O Governo aprovou esta quarta-feira, em Conselho de Ministros, o decreto de luto nacional de dois dias pela morte de Francisco Pinto Balsemão, a observar até quinta-feira. O Presidente da República já promulgou o decreto.
O velório realiza-se esta quarta-feira, entre as 18h30 e as 22h00, no Mosteiro dos Jerónimos, em Lisboa, enquanto a missa fúnebre está marcada para quinta-feira, às 13h00, no mesmo local.
Balsemão, antigo primeiro-ministro (1981–1983), fundador do PSD, do Expresso e da SIC, morreu na terça-feira, aos 88 anos, “de causas naturais”, informou o grupo Impresa, que liderou.

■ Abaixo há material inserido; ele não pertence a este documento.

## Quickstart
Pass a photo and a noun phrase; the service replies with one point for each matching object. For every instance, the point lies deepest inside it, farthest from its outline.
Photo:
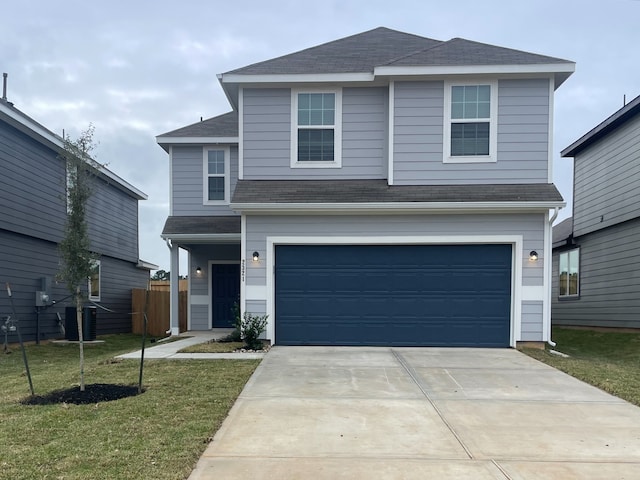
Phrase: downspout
(168, 242)
(551, 220)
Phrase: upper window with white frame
(216, 175)
(316, 128)
(569, 274)
(470, 128)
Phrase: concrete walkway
(169, 350)
(420, 413)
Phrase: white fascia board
(144, 265)
(195, 140)
(395, 207)
(542, 68)
(298, 78)
(49, 139)
(201, 238)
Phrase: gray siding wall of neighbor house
(187, 171)
(267, 135)
(609, 280)
(32, 187)
(201, 255)
(523, 136)
(25, 260)
(607, 180)
(112, 220)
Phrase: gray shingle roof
(459, 51)
(357, 53)
(382, 46)
(201, 225)
(377, 191)
(225, 125)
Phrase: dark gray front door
(225, 292)
(404, 295)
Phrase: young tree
(77, 259)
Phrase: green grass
(607, 360)
(213, 347)
(157, 435)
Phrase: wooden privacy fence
(157, 312)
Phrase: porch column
(174, 299)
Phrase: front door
(225, 292)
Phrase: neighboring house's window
(94, 282)
(216, 175)
(316, 128)
(470, 129)
(570, 273)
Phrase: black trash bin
(89, 317)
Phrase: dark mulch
(94, 393)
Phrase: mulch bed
(94, 393)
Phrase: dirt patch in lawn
(93, 393)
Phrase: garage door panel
(456, 295)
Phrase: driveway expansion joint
(405, 365)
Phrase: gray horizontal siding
(523, 136)
(609, 281)
(531, 327)
(25, 260)
(187, 177)
(32, 187)
(33, 199)
(267, 135)
(607, 178)
(531, 226)
(112, 220)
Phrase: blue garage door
(400, 295)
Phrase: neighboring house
(381, 189)
(595, 258)
(32, 220)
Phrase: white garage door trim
(516, 280)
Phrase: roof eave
(396, 207)
(201, 237)
(55, 142)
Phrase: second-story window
(316, 135)
(470, 123)
(216, 175)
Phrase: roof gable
(357, 53)
(225, 125)
(619, 118)
(459, 51)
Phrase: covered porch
(213, 269)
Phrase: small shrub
(252, 328)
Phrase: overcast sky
(136, 69)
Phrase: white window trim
(567, 252)
(493, 124)
(205, 176)
(95, 298)
(337, 129)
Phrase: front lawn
(159, 434)
(607, 360)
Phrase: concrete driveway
(416, 413)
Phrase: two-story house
(33, 213)
(595, 258)
(380, 189)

Tributos à figura de um fundador da democracia
As reações à sua morte multiplicaram-se nas últimas horas, com Marcelo Rebelo de Sousa a destacar-o como “uma das dez grandes figuras da democracia portuguesa”.
“Foi coautor de projetos de revisão constitucional e da lei de imprensa, decisivos para mudar o Portugal entre o final dos anos 60 e o início dos anos 70”, recordou o Presidente da República, sublinhando também o seu papel “na afirmação da liberdade de expressão e na criação de um novo grupo de comunicação social”.
O primeiro-ministro, Luís Montenegro, recordou Balsemão como “um democrata, um fundador da nossa democracia” e confirmou que o Conselho de Ministros aprovou a proposta de luto nacional “em sinal de gratidão e respeito por uma vida ao serviço do país”.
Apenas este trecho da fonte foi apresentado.